We tried various batch sizes: 16, 32, 64, 256. The best values were 32, 64, and 256. We chose the value 32, since the training time was somewhat directly proportional to the batch size chosen.
Seeing that the average loss was reaching a plateau pretty soon, around 50 episodes, we implemented a decaying learning rate, starting from 0.1 and 0.01, down to 0.00025. The decaying took place if there were more than 10 episodes that didn’t improve the current minimum average loss. The idea worked, the loss was decreasing constantly, but there was a catch. Doing a relatively short training session of 5k episodes, our agent does not have time to find the optimal policy, therefore we start learning bad policy networks, and enforce them with this decaying learning rate. As a result, we decided to abandon this idea.

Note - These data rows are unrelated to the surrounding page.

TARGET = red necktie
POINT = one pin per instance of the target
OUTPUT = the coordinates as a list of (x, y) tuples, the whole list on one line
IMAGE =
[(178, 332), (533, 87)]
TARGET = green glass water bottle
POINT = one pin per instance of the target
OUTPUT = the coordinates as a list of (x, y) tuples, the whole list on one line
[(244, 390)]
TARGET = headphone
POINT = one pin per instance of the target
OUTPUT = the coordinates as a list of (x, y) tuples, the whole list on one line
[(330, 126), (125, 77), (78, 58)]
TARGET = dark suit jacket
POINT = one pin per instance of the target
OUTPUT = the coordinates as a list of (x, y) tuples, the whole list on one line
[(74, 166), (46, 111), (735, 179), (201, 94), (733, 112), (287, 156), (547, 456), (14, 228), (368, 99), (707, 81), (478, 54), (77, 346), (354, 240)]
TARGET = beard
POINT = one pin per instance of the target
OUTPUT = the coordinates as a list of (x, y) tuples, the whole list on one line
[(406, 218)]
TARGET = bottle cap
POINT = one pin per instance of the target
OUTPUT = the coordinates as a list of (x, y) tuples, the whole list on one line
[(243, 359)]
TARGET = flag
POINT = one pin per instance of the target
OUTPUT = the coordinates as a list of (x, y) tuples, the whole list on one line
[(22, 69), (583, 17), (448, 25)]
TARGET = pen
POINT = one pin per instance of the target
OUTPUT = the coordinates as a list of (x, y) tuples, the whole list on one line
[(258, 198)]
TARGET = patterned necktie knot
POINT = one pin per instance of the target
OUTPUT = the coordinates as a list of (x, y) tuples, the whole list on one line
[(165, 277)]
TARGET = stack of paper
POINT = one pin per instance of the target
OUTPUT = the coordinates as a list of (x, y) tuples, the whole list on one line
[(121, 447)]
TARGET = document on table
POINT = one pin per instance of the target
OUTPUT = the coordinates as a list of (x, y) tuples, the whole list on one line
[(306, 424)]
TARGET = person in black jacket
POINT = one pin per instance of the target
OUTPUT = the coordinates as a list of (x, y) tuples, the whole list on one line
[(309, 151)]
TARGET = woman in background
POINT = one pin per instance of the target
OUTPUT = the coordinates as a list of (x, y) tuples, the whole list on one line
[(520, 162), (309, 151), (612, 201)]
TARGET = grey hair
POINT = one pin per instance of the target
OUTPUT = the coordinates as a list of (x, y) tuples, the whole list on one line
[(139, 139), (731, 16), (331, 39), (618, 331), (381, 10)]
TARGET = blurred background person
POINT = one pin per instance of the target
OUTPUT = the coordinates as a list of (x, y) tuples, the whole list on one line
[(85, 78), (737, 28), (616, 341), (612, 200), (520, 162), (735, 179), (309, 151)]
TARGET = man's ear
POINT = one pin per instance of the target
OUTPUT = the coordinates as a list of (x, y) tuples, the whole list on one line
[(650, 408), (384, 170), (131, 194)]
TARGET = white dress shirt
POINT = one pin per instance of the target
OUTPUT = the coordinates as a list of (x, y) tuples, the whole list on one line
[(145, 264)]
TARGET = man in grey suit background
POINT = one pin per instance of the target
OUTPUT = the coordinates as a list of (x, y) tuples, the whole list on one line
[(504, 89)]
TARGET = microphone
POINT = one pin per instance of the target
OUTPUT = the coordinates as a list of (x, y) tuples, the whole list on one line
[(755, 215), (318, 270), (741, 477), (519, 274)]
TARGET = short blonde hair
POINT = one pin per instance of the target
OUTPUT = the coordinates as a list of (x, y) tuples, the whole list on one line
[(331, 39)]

We tried three different rewards optimizations :clipping between -1 and 0, normalization between -1 and 0, and changing the sign to +. None of these methods proved useful.

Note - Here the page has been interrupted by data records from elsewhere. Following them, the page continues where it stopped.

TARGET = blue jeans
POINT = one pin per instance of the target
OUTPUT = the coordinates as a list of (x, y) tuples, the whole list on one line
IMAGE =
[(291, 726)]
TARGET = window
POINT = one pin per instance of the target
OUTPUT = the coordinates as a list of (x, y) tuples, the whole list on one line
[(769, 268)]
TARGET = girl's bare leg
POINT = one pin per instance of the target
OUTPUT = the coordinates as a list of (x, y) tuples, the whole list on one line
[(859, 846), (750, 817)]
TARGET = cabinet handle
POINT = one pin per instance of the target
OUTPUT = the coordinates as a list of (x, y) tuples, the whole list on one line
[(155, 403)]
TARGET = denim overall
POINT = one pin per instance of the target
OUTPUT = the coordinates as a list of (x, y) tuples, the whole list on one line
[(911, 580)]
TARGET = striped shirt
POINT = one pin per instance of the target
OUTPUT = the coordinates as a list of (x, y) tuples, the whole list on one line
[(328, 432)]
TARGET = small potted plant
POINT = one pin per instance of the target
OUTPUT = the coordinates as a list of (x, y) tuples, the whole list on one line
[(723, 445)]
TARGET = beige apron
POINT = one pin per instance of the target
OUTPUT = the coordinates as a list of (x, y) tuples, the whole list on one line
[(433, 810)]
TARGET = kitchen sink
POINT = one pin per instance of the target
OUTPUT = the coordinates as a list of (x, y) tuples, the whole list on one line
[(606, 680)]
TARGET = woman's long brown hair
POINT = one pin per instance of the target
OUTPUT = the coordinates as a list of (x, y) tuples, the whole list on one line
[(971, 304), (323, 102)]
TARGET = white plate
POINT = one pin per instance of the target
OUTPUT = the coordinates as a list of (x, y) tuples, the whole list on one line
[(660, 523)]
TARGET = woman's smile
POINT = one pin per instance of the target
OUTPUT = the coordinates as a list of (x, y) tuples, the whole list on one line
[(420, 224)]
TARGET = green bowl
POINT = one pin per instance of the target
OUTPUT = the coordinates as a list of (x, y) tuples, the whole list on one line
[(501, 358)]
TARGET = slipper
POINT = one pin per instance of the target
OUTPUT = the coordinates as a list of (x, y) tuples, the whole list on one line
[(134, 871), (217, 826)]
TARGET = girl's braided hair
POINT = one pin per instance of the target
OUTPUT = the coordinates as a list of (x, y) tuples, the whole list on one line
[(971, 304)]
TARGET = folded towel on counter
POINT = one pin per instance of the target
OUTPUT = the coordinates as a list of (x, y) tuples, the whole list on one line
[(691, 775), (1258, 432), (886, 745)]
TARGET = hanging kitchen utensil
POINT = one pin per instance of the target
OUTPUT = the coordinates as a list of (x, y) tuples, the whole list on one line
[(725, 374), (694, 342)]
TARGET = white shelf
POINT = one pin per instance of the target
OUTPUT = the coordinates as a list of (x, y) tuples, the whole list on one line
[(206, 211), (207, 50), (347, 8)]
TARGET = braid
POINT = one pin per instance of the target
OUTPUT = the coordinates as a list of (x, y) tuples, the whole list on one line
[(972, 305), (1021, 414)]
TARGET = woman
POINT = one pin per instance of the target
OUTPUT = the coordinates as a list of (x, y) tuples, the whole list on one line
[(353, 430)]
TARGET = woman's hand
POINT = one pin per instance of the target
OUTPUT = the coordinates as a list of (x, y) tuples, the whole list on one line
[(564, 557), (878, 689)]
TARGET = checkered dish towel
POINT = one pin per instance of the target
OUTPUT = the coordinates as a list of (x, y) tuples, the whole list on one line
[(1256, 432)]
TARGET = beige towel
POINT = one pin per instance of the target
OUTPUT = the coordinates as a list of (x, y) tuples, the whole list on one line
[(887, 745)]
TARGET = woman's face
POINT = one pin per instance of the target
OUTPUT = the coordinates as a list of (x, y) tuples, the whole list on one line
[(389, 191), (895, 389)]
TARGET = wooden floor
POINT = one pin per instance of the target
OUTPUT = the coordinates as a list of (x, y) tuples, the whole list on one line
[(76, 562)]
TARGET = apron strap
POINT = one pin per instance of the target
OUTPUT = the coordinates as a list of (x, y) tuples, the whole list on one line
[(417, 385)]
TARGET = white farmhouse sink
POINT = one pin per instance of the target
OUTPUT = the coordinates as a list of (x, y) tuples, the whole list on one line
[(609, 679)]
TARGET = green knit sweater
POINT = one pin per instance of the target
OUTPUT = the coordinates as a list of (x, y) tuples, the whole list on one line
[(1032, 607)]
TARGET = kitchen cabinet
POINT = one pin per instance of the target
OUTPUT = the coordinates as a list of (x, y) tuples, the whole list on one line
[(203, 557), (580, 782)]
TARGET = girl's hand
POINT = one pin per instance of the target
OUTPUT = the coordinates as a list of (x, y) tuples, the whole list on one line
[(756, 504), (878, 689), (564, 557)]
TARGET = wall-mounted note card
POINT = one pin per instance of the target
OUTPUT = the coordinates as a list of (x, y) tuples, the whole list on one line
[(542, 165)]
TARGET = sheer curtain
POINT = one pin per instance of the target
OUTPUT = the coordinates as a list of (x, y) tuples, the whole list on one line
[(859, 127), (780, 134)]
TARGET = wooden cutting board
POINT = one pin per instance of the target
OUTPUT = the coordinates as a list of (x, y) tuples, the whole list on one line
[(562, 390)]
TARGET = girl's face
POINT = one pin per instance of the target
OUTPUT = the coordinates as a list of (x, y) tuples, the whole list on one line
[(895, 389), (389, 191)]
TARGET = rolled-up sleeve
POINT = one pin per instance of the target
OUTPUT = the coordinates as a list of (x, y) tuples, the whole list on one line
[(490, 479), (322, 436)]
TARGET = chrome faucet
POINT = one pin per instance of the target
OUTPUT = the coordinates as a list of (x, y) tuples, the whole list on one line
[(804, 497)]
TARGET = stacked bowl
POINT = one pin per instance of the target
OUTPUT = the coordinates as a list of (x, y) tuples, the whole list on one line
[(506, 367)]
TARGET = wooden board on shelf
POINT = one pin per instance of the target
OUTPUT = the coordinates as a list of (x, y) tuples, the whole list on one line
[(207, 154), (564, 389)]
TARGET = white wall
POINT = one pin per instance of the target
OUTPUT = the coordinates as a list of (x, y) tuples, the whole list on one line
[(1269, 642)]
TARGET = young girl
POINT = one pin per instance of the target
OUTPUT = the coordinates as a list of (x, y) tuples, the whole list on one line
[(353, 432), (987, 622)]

The next plot is the result of our best training session which took 2000 episodes and around 12 hours to finish. The model is far from being good at the game, but we can see that the plot is indicating a really slow but steady improvement, in its final 500 episodes hitting higher peaks more often. This model gets a median of -14895.0 reward tested on 100 episodes.
Here are other runs that we did while trying to tune the hyperparameters:
In our runs, we observed a really good score, almost too good to be true. After finishing the training, we tested our agent. It was constantly receiving the same score, a really good one of -9013.

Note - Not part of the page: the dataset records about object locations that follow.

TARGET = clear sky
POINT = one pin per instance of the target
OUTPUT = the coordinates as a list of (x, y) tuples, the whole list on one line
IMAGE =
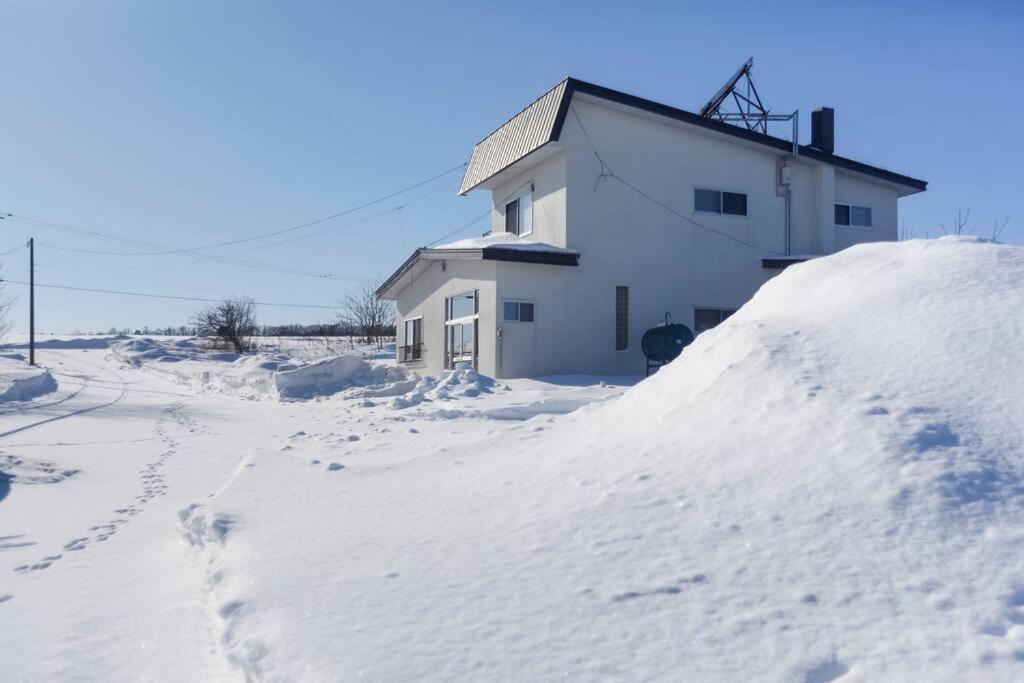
[(187, 124)]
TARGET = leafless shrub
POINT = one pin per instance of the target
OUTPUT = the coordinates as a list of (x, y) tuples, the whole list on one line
[(373, 318), (231, 322)]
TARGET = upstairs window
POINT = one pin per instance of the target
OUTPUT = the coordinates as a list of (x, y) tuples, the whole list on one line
[(856, 216), (518, 311), (717, 201), (519, 215)]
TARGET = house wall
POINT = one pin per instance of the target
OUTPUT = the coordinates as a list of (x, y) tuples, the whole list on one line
[(425, 297), (669, 263)]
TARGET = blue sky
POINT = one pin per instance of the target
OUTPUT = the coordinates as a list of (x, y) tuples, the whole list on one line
[(193, 123)]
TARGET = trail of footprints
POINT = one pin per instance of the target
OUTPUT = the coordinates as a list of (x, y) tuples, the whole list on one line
[(153, 486)]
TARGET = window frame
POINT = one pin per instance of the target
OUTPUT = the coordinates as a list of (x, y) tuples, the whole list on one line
[(723, 315), (625, 323), (849, 214), (517, 200), (403, 355), (721, 201), (518, 304)]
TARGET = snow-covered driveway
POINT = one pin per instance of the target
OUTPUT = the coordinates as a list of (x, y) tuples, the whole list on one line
[(112, 523)]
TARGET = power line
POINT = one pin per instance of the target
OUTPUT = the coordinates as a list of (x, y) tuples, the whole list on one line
[(11, 251), (607, 172), (164, 296), (162, 251)]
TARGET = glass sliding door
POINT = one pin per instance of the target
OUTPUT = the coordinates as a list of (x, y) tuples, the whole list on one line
[(461, 321)]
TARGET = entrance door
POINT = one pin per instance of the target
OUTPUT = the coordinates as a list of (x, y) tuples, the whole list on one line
[(461, 321)]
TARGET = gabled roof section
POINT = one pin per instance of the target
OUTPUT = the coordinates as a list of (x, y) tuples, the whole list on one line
[(542, 123), (521, 134)]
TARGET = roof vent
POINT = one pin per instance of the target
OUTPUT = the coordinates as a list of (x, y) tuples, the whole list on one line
[(823, 129)]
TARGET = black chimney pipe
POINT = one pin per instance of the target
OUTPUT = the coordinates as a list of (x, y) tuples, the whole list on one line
[(823, 129)]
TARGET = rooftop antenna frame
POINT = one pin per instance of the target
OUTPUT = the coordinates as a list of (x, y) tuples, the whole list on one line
[(751, 111)]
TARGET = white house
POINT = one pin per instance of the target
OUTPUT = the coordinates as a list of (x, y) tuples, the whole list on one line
[(610, 211)]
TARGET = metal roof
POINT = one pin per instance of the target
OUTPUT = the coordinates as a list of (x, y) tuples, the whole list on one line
[(519, 135), (542, 123), (400, 278)]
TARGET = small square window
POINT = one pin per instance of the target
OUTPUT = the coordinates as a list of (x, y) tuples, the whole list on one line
[(860, 215), (708, 200), (734, 204)]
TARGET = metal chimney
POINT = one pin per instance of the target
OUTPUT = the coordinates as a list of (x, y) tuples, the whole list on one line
[(823, 129)]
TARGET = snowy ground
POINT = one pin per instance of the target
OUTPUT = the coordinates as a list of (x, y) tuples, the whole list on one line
[(827, 486)]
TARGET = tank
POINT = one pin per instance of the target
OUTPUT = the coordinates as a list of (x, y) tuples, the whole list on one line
[(664, 343)]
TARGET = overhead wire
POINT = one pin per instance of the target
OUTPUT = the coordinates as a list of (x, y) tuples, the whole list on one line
[(164, 296), (263, 236)]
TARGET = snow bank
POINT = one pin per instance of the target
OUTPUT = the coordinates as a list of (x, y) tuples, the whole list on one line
[(828, 485), (19, 382), (256, 376)]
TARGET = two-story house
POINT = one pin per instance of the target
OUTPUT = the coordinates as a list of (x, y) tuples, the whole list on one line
[(610, 211)]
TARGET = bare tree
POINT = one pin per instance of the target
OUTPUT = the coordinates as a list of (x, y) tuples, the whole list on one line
[(232, 322), (372, 317)]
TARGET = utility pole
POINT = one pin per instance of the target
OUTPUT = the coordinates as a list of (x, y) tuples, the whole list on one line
[(32, 301)]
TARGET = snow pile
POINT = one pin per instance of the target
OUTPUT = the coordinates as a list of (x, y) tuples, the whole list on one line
[(257, 376), (19, 382), (829, 484), (504, 241), (463, 381)]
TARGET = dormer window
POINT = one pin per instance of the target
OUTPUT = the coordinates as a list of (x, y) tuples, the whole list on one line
[(519, 215)]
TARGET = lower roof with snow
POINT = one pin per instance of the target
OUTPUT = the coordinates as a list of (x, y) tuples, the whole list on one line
[(495, 247)]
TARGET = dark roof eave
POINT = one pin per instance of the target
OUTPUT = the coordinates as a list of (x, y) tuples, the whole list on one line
[(486, 254)]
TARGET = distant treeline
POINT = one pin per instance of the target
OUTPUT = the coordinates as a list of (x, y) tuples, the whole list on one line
[(316, 330)]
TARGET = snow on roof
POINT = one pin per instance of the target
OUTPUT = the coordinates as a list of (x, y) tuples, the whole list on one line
[(504, 241)]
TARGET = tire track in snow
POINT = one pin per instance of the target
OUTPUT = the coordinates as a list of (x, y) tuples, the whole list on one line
[(78, 412)]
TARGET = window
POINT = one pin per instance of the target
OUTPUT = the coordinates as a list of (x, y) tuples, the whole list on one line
[(715, 201), (706, 318), (413, 347), (857, 216), (519, 215), (461, 312), (622, 318), (518, 311), (461, 305)]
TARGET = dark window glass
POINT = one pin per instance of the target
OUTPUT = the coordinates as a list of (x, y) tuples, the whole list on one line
[(622, 318), (512, 217), (708, 200), (462, 305), (525, 312), (734, 204), (706, 318), (860, 215)]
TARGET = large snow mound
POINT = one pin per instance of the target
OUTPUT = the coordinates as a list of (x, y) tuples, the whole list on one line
[(828, 485), (256, 376), (19, 382)]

Episode 1 finished with a reward of -9013.0!
Episode 2 finished with a reward of -9013.0!
Episode 3 finished with a reward of -9013.0!
…
The same for 100 episodes!
But when we tested it visually, we observed that our agent found a little trick. If it goes right down (only choosing the action 0), it will end the episode pretty fast, since there is a small chance of colliding with the flags or trees, and a pretty good chance of getting through some of the flags.
We can try to shape the rewards in other ways. Some of the ideas that come to mind are to detect when we are between flags using computer vision techniques, and give a positive reward for those frames. We can also enforce the agent to always have velocity, taxing by giving a big negative reward for staying in place. This happens left and right are chosen multiple times. We can also force the agent to pick action 0 (DOWN) once every x frames, by giving it a reward, but this must be done carefully in order to not troll us again as it did before choosing only that action.
We can try doing a grid search on hyperparameters to find the best possible values for our game.
Try larger memory sizes, try more episodes.
From this video and more runs observed, it seems that our agent only learnt that it needs good speed in order to get good scores, it does not seem to care too much about the flags or trees. For a bigger improvement of our agent we can continue by creating custom rewards for hitting the trees, getting stuck in one place or hitting the walls.
While it may not be obvious at a first glance, our agent did a little bit of learning. Our hardware limitations may or may not have been our biggest problem, forcing us to take small learning and optimization steps. Nevertheless, the game we chose is a difficult one, we did not achieve a really smart agent, but we believe that this was the beauty of the project. Its complexity led us to write, test, experiment, read, research and try all sorts of new techniques.